【ロンドン市場】欧州株反発で円売り先行も、続かず小動きに

21日のロンドン市場は、円売りが先行した。欧州株や米株先物が反発しており、ロンドン序盤は東京市場からの円売りの動きが継続した。ドル円は106.60近辺、ユーロ円は118.33近辺まで高値を伸ばした。米10年債利回りも一時1.60%台へと上昇。欧州株はその後も堅調な動きを維持しているが、米債利回りが1.57%へと低下すると、ドル円は106.40台へと失速している。ユーロ円も118.10近辺へと上昇一服。比較的小動きな上下動だった。ポンドは軟調。前日NY市場では一気に買い上げられる動きをみせたが、きょうは上値重く推移。独政府からは離脱交渉を再開することについて否定的な発言が相次いでいる。ポンドドルは1.21台半ばへ、ポンド円は129円ちょうど付近へと軟化している。対ユーロでもポンド売りが優勢。豪ドルは序盤に下押しされたあと、高値を伸ばす動き。豪ドル円は72.30台、豪ドル/ドルは0.6790近辺へと買われている。株高とともに原油高も支援材料となっていた。

ドル円は106円台半ばでの取引。欧州株や米株先物が前日の下げから反発するなかで、米10年債利回りが1.60%台へと上昇、ドル円は一時106.60レベルに高値を伸ばした。その後は、米債利回りが1.57%台まで低下すると106.40台まで反落した。小幅の上下動となったが、東京市場よりは円安水準を維持している。

ユーロドルは1.11近辺での取引。前日NY市場からの高値付近での推移となっており、序盤に1.1088レベルまで下押しされたあとは、1.1105近辺と高値水準へと再び上昇している。米債利回りの上下動に反応する値動きだが、値幅は15ポイント程度と狭い。ユーロ円は序盤に高値を118.33レベルまで伸ばした。その後は118.10近辺までの浅い押しにとどまっている。東京市場からは依然としてユーロ高・円安水準を維持している。この日は対ポンドでも買われている。市場な欧州経済指標の発表はなく、イタリア関連の新たな報道待ちとなっている。
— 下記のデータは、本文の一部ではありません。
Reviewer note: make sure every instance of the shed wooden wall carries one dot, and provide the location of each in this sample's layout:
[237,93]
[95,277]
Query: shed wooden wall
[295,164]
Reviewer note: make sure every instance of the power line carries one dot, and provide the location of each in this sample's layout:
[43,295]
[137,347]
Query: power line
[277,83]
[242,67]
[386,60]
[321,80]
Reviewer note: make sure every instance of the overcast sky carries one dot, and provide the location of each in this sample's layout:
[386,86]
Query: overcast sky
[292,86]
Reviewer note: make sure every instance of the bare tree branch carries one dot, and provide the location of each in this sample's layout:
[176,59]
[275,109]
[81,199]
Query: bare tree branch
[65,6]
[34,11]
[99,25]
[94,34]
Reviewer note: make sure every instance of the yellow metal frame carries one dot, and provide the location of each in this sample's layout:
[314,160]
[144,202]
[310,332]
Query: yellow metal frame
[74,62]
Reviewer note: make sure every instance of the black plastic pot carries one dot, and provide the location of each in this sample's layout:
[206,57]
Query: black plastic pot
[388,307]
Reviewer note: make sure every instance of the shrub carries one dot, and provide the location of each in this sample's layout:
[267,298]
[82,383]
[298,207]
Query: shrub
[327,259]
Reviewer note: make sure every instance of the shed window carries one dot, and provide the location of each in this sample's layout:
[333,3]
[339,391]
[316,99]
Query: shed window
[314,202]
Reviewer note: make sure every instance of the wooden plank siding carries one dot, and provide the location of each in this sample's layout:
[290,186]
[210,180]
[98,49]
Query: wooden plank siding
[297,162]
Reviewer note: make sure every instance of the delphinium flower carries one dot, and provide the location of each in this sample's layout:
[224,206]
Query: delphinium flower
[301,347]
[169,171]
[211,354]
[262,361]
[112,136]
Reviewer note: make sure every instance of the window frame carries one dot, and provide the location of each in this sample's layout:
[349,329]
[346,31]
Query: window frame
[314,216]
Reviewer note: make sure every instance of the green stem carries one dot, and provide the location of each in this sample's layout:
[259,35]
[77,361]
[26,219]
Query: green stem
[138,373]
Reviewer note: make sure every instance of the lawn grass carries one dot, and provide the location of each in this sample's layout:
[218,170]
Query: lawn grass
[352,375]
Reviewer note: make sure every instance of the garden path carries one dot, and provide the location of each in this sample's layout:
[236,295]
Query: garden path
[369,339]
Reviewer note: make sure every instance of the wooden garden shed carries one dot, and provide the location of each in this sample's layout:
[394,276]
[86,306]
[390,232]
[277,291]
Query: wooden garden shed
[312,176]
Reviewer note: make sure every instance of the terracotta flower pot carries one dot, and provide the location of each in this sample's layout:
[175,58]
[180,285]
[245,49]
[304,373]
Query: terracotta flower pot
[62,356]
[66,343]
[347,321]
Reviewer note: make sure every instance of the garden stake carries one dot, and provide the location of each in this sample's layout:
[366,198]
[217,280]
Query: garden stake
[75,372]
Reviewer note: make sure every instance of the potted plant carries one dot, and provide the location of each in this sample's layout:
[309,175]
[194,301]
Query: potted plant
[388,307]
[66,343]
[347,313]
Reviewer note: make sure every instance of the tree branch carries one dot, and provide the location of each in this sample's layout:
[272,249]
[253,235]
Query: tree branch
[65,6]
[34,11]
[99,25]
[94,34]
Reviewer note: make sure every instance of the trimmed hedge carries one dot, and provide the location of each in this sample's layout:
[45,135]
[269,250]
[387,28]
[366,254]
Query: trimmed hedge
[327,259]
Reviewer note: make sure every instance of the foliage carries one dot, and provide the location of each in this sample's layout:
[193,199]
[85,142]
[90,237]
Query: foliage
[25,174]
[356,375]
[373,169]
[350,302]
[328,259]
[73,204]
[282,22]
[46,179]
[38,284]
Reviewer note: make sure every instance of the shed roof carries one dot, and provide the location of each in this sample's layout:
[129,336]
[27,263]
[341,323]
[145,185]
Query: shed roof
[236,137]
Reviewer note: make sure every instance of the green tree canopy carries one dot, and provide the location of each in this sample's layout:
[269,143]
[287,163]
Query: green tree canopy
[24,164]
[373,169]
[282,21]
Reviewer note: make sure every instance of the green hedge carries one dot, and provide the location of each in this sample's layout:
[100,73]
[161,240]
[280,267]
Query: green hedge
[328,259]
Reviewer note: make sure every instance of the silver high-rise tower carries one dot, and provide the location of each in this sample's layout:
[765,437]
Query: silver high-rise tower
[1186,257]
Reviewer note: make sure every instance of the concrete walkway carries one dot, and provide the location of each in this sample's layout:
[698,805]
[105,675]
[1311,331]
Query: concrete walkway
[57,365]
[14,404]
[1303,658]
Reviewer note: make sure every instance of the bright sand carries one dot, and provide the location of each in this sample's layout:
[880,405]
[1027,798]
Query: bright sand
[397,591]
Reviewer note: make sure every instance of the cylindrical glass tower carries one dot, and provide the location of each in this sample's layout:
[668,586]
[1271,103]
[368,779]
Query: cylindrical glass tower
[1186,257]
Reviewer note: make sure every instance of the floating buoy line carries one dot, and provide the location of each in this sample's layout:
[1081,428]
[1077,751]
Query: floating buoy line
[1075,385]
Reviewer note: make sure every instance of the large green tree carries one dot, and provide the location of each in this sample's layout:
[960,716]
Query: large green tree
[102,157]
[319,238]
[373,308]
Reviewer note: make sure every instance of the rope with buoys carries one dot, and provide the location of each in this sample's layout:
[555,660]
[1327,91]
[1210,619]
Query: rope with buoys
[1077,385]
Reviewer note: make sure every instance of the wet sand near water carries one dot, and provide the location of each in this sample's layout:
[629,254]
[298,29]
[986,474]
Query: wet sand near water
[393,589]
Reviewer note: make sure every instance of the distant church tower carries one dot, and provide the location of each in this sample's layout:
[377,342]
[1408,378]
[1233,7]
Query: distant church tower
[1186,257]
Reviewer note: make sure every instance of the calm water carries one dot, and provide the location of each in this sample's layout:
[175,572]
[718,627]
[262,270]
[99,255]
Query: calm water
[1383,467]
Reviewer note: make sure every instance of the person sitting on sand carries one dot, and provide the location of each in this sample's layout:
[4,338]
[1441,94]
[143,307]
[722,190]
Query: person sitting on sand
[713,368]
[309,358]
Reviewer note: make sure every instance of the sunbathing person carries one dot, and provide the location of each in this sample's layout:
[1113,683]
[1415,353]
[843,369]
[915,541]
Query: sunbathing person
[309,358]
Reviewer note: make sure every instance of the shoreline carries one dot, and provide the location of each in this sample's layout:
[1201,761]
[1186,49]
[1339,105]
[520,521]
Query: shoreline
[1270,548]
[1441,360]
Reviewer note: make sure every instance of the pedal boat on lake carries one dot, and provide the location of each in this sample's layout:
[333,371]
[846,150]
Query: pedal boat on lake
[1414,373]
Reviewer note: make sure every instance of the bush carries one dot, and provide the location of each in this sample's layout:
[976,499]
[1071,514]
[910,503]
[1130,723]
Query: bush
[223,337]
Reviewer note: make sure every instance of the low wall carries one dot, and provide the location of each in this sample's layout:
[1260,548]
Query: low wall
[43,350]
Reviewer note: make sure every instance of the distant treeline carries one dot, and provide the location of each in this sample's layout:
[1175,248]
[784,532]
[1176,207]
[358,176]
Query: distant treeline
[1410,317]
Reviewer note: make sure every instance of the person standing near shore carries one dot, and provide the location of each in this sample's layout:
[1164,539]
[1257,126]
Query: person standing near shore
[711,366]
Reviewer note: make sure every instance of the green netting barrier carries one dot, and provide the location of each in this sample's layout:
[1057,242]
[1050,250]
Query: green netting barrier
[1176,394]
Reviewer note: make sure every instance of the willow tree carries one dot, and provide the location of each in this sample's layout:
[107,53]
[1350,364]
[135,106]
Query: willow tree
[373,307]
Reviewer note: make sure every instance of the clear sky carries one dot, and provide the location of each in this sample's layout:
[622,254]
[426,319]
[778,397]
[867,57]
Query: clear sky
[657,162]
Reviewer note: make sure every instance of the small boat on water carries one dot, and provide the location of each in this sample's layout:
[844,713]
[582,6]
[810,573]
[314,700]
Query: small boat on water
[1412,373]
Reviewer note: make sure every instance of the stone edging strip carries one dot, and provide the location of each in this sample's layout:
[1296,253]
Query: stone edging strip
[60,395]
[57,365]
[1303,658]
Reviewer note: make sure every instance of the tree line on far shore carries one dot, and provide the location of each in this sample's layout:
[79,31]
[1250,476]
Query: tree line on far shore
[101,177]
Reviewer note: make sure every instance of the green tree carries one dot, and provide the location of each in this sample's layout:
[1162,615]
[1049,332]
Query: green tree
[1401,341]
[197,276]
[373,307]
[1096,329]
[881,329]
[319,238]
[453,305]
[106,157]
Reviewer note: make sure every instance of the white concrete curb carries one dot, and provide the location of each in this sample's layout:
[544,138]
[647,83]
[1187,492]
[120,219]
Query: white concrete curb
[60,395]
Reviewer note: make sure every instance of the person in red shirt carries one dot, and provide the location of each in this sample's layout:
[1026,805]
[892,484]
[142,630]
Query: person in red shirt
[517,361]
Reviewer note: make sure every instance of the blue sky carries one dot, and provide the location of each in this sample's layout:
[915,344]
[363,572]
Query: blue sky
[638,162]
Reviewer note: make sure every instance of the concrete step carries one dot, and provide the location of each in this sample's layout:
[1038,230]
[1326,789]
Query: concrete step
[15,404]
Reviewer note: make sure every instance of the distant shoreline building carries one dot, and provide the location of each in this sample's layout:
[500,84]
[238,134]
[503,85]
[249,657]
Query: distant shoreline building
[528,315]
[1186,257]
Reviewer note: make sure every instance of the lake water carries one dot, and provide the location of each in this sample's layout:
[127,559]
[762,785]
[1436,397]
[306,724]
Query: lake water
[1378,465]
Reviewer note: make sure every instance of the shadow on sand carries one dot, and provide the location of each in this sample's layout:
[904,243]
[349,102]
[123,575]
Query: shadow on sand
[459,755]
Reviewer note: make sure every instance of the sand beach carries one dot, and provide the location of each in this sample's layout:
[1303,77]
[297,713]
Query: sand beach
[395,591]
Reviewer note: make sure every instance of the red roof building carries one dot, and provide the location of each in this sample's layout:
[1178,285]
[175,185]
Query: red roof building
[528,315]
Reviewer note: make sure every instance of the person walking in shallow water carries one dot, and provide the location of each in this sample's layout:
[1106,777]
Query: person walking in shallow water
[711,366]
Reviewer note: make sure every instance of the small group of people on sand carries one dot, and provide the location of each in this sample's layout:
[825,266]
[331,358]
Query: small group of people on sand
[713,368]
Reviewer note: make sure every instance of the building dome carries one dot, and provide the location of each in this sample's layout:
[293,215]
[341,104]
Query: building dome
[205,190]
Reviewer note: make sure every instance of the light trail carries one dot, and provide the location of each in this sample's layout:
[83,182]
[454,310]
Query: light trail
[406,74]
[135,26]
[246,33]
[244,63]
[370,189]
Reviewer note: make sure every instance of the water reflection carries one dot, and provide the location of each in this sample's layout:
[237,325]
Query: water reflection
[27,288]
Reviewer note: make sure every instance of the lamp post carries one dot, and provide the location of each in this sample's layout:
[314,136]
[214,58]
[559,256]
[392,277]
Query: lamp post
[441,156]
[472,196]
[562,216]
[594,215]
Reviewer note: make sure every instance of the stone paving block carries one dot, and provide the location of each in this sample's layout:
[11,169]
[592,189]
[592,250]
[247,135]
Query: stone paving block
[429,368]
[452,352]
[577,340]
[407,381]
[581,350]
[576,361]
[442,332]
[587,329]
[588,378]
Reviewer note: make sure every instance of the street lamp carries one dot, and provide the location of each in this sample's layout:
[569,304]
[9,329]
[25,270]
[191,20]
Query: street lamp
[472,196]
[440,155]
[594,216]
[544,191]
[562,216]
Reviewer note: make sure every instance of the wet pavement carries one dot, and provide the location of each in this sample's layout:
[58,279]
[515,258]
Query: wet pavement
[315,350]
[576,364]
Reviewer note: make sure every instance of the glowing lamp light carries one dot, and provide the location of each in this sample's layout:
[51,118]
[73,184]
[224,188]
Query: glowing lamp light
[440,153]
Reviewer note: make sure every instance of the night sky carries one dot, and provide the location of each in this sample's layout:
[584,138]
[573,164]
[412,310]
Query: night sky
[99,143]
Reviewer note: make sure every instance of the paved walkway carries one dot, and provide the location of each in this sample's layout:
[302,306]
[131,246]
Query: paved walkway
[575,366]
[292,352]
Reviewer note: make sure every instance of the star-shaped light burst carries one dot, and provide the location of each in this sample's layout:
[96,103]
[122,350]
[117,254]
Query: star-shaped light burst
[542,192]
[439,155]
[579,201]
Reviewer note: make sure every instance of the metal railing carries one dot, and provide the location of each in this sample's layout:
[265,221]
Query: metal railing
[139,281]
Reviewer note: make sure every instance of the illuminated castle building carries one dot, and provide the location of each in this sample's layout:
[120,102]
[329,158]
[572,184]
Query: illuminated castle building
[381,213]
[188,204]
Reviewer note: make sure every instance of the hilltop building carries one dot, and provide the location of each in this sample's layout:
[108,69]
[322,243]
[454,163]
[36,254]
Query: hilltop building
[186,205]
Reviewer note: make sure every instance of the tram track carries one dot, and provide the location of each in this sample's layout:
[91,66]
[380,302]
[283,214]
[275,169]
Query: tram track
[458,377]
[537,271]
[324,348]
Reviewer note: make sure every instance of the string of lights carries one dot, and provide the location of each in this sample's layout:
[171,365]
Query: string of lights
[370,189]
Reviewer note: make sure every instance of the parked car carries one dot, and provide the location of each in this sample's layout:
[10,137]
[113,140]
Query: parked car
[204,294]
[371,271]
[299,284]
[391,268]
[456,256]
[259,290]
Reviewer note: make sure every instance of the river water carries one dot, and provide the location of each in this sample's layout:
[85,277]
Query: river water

ポンドドルは1.21台前半での取引。ユーロとは対照的に上値重く推移している。1.21台半ばが重くなり、1.2117レベルに安値を広げた。ポンド円も129円台半ばでは上値を抑えられており、安値を128.99レベルに広げた。独政府からはEU離脱交渉を再開することについて否定的な発言が相次いでいる。シュタインマイヤー独大統領は「バックストップについてはすでに議論されている」としており再交渉に応じる気配はなかった。ショルツ独財務相は「すでに合意されたものであり、誰も変更を期待していない」と突っぱねている。前日NY市場では一気に買戻しが入ったが、きょうのロンドン市場ではその動きは続かなかった。